For some reason, though, Tom couldn’t get Jon Verbecki out of his mind. When he got home that night, he went up to the attic and looked through several boxes of old photographs, faded prints from the days before his parents owned a digital camera, back when they used to have to ship the film off to a mail-order lab for processing. His mother had been bugging him for years to get the pictures scanned, but he hadn’t gotten around to it.
Verbecki appeared in a number of photos. There he was at a school Activities Day, balancing an egg on a teaspoon. One Halloween, he was a lobster among superheroes and didn’t look too happy about it. He and Tom had been T-ball teammates; they sat beneath a tree, grinning with almost competitive intensity, wearing identical red hats and shirts that said SHARKS . He looked more or less as Tom remembered—blond and toothy, in any case, if not quite as pudgy.
One picture made a special impression. It was a close-up, taken at night, when they were six or seven years old. It must have been around the Fourth of July, because Verbecki had a lit sparkler in his hand, an overexposed cloud of fire that looked almost like cotton candy. It would have seemed festive, except that he was staring fearfully into the camera, like he didn’t think it was a very good idea, holding a sizzling metal wand so close to his face.
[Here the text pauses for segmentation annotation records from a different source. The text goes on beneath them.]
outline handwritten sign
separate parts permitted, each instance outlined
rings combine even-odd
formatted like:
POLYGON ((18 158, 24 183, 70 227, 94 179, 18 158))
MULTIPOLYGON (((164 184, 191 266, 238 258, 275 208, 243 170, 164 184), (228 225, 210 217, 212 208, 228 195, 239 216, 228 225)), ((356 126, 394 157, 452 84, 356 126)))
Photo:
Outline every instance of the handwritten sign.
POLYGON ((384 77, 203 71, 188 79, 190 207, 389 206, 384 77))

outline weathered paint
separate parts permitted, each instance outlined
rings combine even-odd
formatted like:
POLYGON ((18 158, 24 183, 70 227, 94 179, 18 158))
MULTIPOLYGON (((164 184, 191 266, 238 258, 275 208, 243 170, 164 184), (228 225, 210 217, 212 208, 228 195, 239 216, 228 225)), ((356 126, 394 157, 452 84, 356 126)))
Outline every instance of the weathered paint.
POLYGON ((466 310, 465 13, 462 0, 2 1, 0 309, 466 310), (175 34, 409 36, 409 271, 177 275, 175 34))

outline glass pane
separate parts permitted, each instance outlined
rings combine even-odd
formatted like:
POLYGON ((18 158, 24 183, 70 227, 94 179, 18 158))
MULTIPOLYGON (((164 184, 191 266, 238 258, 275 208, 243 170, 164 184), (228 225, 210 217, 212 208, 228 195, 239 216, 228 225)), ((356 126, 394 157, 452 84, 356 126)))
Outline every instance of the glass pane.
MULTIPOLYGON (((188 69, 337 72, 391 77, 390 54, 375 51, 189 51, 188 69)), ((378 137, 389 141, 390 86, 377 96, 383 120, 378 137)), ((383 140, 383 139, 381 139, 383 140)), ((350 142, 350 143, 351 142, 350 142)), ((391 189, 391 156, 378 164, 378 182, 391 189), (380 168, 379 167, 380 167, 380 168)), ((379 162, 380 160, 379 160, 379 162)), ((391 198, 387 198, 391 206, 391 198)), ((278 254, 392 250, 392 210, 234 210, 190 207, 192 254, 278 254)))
Tom wasn’t sure why he found the picture so intriguing, but he decided not to put it back in the box with the others. He brought it downstairs and spent a long time studying it before he fell asleep. It almost seemed like Verbecki was sending a secret message from the past, asking a question only Tom could answer.
* * *
IT WAS right around this time that Tom received a letter from the university informing him that classes would resume on February 1st. Attendance, the letter stressed, would not be mandatory. Any student who wished to opt out of this “Special Spring Session” could do so without suffering any financial or academic penalty.
“Our goal,” the Chancellor explained, “is to continue operating on a scaled-down basis during this time of widespread uncertainty, to perform our vital missions of teaching and research without exerting undue pressure on those members of our community who are unprepared to return at the present moment.”
Tom wasn’t surprised by this announcement. Many of his friends had received similar notifications from their own schools in recent days. It was part of a nationwide effort to “Jump-Start America” that had been announced by the President a couple of weeks earlier. The economy had gone into a tailspin after October 14th, with the stock market plunging and consumer spending falling off a cliff. Worried experts were predicting “a chain reaction economic meltdown” if something wasn’t done to halt the downward spiral.
“It’s been nearly two months since we suffered a terrible and unexpected blow,” the President said in his prime-time address to the nation. “Our shock and grief, while enormous, can no longer be an excuse for pessimism or paralysis. We need to reopen our schools, return to our offices and factories and farms, and begin the process of reclaiming our lives. It won’t be easy and it won’t be quick, but we need to start now. Each and every one of us has a duty to stand up and do our part to get this country moving again.”
Tom wanted to do his part, but he honestly didn’t know if he was ready to go back to school. He asked his parents, but their opinions only mirrored the split in his own thinking. His mother thought he should stay home, maybe take some classes at community college, and then return to Syracuse in September, by which time everything would presumably be a lot clearer.
“We still don’t know what’s going on,” she told him. “I’d be a lot more comfortable if you were here with us.”
“I think you should go back,” his father said.